The main disadvantage of lantern sparkers is that they have the tendency to not spark when wet. AXE, hairspray, and starting fluid will all stop a lantern sparker from working if they get on the flint/steel sparking assembly.
A lantern sparker requires that one hand is used to operate the sparker. This only leaves one hand to hold the gun and absorb the gun's recoil. In practice, this makes firing a handheld gun somewhat unstable. For this reason, a gun mount is a good idea when using a lantern sparker on a large gun.
Lantern sparkers cannot be used on hybrid cannons, as they will leak.
It is generally considered to be a bad idea to mount the sparker in a cleanout plug. If the cleanout plug fails during firing, then the plug is blown directly into the hand that was operating the sparker. In addition, a loaded gun can fire accidentally if the gun is set down on the breech end (where the sparker is located).

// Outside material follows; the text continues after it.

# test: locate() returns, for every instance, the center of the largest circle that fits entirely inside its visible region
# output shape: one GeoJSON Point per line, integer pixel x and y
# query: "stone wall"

Lantern sparkers can be triggered if they are struck inadvertently. For this reason it is best to mount the sparker in a protected place on the gun or to protect the sparker with a trigger guard.
They are very cheap, $2~$5, the flints are replaceable, and they are widely available in stores that carry camping supplies.
The lantern sparker is mounted through a single hole in the chamber (or though a fitting) and captured with the nut supplied with the sparker. The flint and striker wheel assembly protrudes into the chamber, and may therefore be impractical or impossible to use in coaxial launchers.